Nonetheless many doctors are using this in Covid patients after giving them informed consent and checking them with electrocardiograms and retinal examination. This is because there is no good treatment for this at this time and chloroquine or hydroxychloroquine may work.
I would point out that in the French trial which only involved hospitalized patients they were excluded if they had history of retinopathy, G6PD deficiency or QT prolongation on their electrocardiogram. There is concern that people who would probably get better anyway with minimal symptoms would take chloroquine or hydroxychloroquine without getting checked out with an electrocardiogram and could have sudden death or severe ophthalmological symptoms where they would almost certainly have recovered spontaneously.

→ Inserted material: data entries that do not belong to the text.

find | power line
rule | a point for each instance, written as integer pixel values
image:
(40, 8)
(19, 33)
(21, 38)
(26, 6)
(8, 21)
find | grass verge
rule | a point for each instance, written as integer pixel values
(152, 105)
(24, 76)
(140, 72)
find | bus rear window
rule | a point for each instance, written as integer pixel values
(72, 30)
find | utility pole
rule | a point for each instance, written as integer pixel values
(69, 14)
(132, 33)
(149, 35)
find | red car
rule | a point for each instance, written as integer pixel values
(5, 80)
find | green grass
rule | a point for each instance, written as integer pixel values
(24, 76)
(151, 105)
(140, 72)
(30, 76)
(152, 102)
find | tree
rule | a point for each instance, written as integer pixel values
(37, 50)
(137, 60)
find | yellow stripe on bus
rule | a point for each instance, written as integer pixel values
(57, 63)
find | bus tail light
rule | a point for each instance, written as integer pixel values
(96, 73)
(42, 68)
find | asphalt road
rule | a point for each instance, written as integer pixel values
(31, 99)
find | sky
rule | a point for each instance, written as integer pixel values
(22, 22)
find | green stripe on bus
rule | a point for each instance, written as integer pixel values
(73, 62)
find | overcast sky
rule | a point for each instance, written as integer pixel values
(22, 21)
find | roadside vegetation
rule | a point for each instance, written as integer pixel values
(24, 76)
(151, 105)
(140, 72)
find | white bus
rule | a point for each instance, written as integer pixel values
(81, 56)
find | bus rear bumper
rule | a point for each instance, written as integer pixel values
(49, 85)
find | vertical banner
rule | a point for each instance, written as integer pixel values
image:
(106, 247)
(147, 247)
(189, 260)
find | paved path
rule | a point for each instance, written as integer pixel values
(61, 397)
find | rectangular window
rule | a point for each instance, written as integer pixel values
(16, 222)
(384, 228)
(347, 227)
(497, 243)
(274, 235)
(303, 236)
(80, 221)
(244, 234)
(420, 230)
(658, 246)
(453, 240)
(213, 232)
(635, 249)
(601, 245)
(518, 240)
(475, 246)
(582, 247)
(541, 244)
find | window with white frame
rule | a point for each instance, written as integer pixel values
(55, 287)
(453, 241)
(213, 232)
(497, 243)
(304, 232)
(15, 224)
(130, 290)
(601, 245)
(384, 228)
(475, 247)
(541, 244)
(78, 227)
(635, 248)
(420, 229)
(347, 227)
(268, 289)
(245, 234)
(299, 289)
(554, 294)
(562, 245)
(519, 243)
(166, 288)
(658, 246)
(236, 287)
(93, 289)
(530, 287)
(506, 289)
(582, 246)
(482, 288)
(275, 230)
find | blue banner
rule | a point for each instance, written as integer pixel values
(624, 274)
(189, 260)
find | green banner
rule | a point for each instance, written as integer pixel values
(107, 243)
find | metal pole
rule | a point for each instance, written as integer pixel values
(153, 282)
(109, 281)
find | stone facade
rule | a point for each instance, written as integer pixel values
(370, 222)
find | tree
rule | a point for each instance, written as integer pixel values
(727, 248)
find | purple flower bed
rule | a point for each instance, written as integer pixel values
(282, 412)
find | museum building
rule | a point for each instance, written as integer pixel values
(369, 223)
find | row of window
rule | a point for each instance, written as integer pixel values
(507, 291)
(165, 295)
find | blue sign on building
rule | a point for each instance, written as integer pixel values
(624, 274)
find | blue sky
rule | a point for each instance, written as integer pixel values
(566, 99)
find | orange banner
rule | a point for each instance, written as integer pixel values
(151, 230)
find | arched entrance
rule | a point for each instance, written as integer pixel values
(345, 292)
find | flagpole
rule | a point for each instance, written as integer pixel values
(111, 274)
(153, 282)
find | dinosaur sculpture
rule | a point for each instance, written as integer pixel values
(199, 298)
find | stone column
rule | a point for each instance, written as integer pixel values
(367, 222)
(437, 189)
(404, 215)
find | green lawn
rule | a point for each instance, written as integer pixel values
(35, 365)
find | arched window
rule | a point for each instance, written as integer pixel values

In addition the American Society of rheumatology issued guidelines showing how important this drug as to their lupus patients and that a shortage would become a real hardship for them people if started hoarding this drug for use.
There’s been some misinformation from the government that this drug is FDA approved. This is not the whole truth as it is approved for malaria and lupus and rheumatoid arthritis but it is not approved for Covid.
In any event I think zinc would be harmless but if one would wish to take him chloroquine or hydroxychloroquine I think I would take hydroxychloroquine over chloroquine would get checked out with an electrocardiogram and a retinal exam first.
This week an interesting post was made.
It stated that hydroxychloroquine’s effect on the red blood cell was the basis for its effectiveness against malaria.
The post went on to say that hydroxychloroquine’s effect on the red blood cell, by a different mechanism, was the reason that the the drug was effective against the Corona virus.
I have not seen any other information regarding this.
In fact I cannot find anything that directly describes the mechanism of action in malaria, other than disrupting heme and affecting the parasite directly.
I would be curious to know if there is anything to this or if it was just pure speculation.
I hate that I am late to this party, but I have an idea, which may already be happening. We should enlist the companies that are ramping up production to offer a daily dose of the medication to their employees working on the production lines and if they pass EKG, medical history, and retina exams, give it to them (and their adult family members who might also pass those hurdles?) and see if they have a lower infection rate than the population at large. The numbers would likely be pretty large and the costs VERY low.